A Bird's Eye View of Archival Collections
Mitchell Whitelaw is a Senior Lecturer in the Faculty of Design and Creative Practice at the University of Canberra and the 2008 winner of the National Archives of Australia's Ian Maclean Award. According to the NAA's site, the Ian Maclean Award commemorates archivist Ian Maclean, and is awarded
to individuals interested in conducting research that will benefit the archival and historical profession in Australia and promote the important contribution that archives make to society.
Dr. Whitelaw has been keeping the world up to date on his work using his blog, The Visible Archive. His work fits well with my colleague Jeanne Kramer-Smyth's archival data visualization project, ArchivesZ, as well as the multidimensional visualization projects underway at the Humanities Advanced Technology & Information Institute at the University of Glasgow. However, his project fascinates me for a few specific reasons.
First of all, the scale of the datasets he's working with are astronomically larger than those that any other archival visualization project has tried to tackle so far. His visualizations include analysis at the Commonwealth Record Series level, which can be as large as about 10,000 linear meters of material. In addition, he'll be working directly with Series A1, which holds 20,000 items in approximately 450 linear meters.
Secondly, he's been using Processing, an open source programming language for visualization and interaction design to do a lot of the heavy lifting to create interactive visualizations like this one, depicted in the screenshot below. Processing works well for this because of its extensive third party libraries, such as proXML, which allowed him to parse the descriptive data Dr. Whitelaw received from the NAA (note: it's not EAD, thank heavens).
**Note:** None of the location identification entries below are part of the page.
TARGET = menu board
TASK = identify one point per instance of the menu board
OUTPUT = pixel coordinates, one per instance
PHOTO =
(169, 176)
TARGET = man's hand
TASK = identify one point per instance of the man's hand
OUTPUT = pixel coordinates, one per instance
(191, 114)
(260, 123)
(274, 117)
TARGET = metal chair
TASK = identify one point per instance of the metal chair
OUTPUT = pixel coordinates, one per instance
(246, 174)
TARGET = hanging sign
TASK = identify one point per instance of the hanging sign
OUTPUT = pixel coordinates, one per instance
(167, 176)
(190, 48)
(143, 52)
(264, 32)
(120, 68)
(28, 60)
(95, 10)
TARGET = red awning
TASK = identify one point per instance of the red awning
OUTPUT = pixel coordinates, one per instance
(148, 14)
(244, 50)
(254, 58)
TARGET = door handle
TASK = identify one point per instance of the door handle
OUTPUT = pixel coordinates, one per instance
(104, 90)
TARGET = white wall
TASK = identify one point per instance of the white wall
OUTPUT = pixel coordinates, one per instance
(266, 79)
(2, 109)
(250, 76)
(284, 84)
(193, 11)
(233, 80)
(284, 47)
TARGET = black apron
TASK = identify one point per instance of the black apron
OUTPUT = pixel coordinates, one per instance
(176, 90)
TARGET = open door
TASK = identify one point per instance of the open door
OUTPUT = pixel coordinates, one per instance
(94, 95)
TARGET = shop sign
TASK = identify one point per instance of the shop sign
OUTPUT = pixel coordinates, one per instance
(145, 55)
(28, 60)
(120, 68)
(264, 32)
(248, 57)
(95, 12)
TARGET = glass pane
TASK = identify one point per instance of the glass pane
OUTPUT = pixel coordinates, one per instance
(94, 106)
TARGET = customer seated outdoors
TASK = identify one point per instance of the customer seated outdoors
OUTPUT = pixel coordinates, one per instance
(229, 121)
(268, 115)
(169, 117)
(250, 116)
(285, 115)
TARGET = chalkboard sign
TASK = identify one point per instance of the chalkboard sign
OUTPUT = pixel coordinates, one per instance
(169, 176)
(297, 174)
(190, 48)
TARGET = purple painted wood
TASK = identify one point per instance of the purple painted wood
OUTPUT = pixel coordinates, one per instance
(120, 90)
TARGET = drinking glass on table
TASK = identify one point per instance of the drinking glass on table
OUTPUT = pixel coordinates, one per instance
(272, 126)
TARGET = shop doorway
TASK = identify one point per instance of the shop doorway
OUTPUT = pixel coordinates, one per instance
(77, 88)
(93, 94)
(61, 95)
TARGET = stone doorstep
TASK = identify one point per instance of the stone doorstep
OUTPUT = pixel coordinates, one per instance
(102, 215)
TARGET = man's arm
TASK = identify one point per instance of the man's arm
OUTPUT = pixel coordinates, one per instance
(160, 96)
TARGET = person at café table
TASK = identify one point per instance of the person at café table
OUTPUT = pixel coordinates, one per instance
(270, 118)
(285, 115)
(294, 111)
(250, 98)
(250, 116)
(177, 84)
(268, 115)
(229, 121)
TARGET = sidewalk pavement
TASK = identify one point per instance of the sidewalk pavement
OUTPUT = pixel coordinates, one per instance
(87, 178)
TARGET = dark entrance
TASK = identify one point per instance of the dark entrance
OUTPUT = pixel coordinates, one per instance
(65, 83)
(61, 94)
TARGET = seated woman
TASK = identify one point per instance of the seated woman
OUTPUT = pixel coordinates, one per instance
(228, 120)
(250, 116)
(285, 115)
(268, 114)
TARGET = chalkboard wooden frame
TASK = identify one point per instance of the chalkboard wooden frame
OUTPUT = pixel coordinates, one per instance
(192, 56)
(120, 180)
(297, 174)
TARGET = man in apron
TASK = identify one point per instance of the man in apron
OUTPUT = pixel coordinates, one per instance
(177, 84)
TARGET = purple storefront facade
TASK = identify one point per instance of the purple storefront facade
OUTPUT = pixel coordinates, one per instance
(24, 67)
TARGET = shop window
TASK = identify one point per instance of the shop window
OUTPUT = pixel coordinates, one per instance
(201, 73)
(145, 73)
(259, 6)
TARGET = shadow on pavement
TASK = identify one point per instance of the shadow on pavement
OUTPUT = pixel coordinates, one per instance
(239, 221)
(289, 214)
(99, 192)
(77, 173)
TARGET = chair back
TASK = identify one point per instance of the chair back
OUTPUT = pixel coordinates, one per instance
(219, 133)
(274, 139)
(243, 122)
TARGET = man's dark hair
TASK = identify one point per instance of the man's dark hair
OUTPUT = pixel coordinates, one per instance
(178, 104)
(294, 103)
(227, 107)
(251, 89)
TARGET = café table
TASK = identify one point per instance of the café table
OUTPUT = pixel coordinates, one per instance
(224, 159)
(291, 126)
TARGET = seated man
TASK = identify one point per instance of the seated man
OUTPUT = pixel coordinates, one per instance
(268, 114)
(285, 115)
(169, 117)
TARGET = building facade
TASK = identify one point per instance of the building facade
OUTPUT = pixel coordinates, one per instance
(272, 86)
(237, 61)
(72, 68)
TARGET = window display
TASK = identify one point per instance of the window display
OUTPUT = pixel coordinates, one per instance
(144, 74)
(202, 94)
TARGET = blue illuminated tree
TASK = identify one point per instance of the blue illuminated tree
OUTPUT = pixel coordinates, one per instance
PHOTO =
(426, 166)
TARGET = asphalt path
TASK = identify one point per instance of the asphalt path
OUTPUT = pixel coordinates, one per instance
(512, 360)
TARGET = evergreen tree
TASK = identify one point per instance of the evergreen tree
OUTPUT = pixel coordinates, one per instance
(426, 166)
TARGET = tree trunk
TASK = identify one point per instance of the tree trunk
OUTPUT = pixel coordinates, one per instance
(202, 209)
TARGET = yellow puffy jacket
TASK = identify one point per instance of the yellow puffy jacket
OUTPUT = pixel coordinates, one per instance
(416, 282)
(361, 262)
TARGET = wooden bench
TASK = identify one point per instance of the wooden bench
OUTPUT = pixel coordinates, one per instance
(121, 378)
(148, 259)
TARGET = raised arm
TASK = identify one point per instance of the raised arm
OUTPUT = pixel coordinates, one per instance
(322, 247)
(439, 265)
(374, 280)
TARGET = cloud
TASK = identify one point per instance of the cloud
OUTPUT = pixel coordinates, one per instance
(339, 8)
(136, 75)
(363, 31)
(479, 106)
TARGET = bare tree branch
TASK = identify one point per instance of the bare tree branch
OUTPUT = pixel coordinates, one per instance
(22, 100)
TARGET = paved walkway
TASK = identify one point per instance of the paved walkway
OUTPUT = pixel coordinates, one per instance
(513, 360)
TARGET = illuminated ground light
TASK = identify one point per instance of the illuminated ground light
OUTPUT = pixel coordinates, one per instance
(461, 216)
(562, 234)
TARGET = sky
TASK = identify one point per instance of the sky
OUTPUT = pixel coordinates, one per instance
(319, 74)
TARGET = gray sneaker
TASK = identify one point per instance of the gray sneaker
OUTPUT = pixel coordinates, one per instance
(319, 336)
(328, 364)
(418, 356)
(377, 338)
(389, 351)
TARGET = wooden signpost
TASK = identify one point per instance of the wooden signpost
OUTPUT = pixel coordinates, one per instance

A visualisation of 57000 series in the collection of the National Archives of Australia. The area of each square is proportional to the number of shelf metres that series occupies, while the size of the grey void in each square is related to the number of described items in the series. So a square with a large void (thin "walls") has relatively fewer items than one with a small void (thick "walls") - or no void at all. There's a minimum wall thickness of one unit, which is why the smallest squares have no voids.
Finally, I also have to give Dr. Whitelaw a lot of credit for sharing the source code, as well — this will really jumpstart my efforts to start playing around with Processing!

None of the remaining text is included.